Dopo aver completato i 4 step finora elencati, il nostro team focalizza tutta la sua attenzione su supporti cartacei specifici che, in ambito medico-sanitario, si rivelano estremamente utili ed efficaci. Ecco quali sono:

Archigrafia e segnaletica

Quante volte, percorrendo in auto una strada sconosciuta, ti saresti perso se non fosse stato per la presenza dei segnali stradali? Lo stesso potrebbe accadere all’interno di una struttura sanitaria molto grande, magari composta da più edifici a loro volta suddivisi in numerosi piani, all’interno della quale un paziente potrebbe non sapere da che parte andare.

L’archigrafia consiste nell’adattamento dell’identità visiva a livello tridimensionale e, per farlo, si avvale del supporto della segnaletica; quest’ultima, seguendo fedelmente le linee guida del brand, ha lo scopo di facilitare l’orientamento del paziente all’interno della struttura sanitaria, fornendogli informazioni chiare e immediate sulla collocazione dei vari reparti, della toilette, di un eventuale punto ristoro e di tutti gli altri servizi offerti.

Ogni struttura sanitaria dovrebbe essere accogliente e capace di guidare il paziente al suo interno affinché si senta al sicuro. Posizionando diverse informazioni visive, facilmente reperibili anche senza l’aiuto di un operatore, fa sì che chiunque varchi la sua soglia provi un senso di accoglienza e percepisca fin da subito i valori intrinsechi della struttura stessa.

Affissioni

Come accennato precedentemente, sono ancora tantissime le persone la cui attenzione viene facilmente colpita da un poster o un manifesto di carattere medico-sanitario esposti in giro per la città; se sfruttate correttamente e in linea con l’immagine coordinata della struttura sanitaria, le affissioni possono essere una grande risorsa.

Le affissioni, infatti, non sono altro che poster “promozionali” realizzati appositamente per occupare spazi pubblici dedicati tra le strade della città. La loro realizzazione e il loro utilizzo devono attenersi categoricamente a quanto riportato dalla Legge Bersani che, nel 2019, è stata ulteriormente aggiornata con alcune modifiche riguardanti proprio la pubblicità informativa sanitaria, che deve essere:

“accessibile, trasparente, rigorosa e prudente, fondata sulle conoscenze scientifiche acquisite e non deve divulgare notizie che alimentino aspettative o timori infondati o, in ogni caso, idonee a determinare un pregiudizio dell’interesse generale”.

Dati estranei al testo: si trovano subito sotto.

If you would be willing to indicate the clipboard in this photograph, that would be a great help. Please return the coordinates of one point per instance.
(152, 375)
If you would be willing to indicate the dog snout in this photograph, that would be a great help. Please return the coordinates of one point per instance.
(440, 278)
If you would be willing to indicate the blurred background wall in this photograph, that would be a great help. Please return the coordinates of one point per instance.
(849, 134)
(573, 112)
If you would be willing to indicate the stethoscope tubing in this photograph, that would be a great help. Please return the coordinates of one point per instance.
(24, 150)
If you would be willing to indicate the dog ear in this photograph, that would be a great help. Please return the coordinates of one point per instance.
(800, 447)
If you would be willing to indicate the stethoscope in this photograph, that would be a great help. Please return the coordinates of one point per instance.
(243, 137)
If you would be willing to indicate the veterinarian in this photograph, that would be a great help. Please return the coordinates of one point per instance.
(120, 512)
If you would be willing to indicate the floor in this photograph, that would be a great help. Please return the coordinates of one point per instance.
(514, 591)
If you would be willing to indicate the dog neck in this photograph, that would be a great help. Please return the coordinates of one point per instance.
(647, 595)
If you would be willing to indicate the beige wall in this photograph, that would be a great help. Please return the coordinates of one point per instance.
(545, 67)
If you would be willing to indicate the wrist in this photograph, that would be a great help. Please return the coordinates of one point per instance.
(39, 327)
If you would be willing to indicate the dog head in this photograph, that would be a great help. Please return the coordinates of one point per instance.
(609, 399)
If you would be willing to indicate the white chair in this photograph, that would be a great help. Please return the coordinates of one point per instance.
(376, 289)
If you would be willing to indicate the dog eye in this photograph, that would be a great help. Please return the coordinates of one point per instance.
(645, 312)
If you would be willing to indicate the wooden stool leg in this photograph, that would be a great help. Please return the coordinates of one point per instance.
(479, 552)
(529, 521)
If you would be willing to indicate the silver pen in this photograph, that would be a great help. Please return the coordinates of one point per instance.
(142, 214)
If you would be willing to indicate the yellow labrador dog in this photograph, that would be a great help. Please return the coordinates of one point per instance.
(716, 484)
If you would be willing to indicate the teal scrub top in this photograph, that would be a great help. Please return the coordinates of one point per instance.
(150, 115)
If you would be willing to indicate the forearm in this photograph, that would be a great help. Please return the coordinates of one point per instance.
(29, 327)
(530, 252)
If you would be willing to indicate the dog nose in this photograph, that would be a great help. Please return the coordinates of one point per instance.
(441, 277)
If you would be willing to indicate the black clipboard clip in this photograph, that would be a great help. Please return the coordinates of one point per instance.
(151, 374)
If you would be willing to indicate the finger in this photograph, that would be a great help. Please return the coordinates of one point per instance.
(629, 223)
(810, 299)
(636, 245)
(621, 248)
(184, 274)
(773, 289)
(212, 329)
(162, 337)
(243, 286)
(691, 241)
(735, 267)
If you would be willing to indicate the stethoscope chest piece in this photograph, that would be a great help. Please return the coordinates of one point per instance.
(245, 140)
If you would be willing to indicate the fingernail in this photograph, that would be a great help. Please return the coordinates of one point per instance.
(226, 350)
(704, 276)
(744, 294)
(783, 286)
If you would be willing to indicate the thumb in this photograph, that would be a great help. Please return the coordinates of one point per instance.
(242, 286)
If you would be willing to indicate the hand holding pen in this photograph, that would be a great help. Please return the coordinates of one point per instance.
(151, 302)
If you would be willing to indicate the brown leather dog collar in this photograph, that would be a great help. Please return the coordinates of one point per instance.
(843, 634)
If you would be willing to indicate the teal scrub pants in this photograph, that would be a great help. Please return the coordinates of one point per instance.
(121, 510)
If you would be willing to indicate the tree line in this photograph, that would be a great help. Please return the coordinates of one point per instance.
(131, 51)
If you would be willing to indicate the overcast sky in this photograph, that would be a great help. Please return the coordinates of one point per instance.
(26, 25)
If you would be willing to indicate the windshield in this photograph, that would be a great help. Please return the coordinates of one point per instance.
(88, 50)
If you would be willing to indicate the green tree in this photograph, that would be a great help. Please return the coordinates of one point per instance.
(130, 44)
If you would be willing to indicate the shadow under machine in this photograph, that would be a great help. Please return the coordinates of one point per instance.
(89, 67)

All’interno di qualsiasi affissione non possono essere inseriti elementi di carattere promozionale, mentre è consentito l’inserimento dei recapiti (numeri di telefono, indirizzi stradali e indirizzi email, sito web, social media, orari di apertura del centro medico o della struttura sanitari) e di alcune informazioni specifiche che riguardano la formazione e l’attività del medico o della struttura, come:

  • titoli di studio e specializzazioni professionali ottenute, riconosciute e validate;
  • master e corsi di perfezionamento;
  • caratteristiche specifiche delle prestazioni sanitarie erogate;
  • curricula dei membri dell’equipe medica, se si tratta di una struttura polispecialistica.

Il potere della carta stampata rimane immutabile: riesce a diffondere notizie e novità nel più breve tempo possibile. E non solo: può raggiungere un semplice passante che passeggia per strada, un guidatore fermo al semaforo, una mamma che va a prendere i figli a scuola, una coppia che sta andando al cinema o in palestra, tra i quali potrebbe “nascondersi” un paziente alla ricerca di un medico valido o di una struttura sanitaria affidabile ai quali rivolgersi per risolvere un problema di salute.

Può sembrare uno strumento di comunicazione antiquato, ma fidati: non contemplarle nell’elaborazione di una strategia di identità visiva sanitaria sarebbe proprio una pessima idea!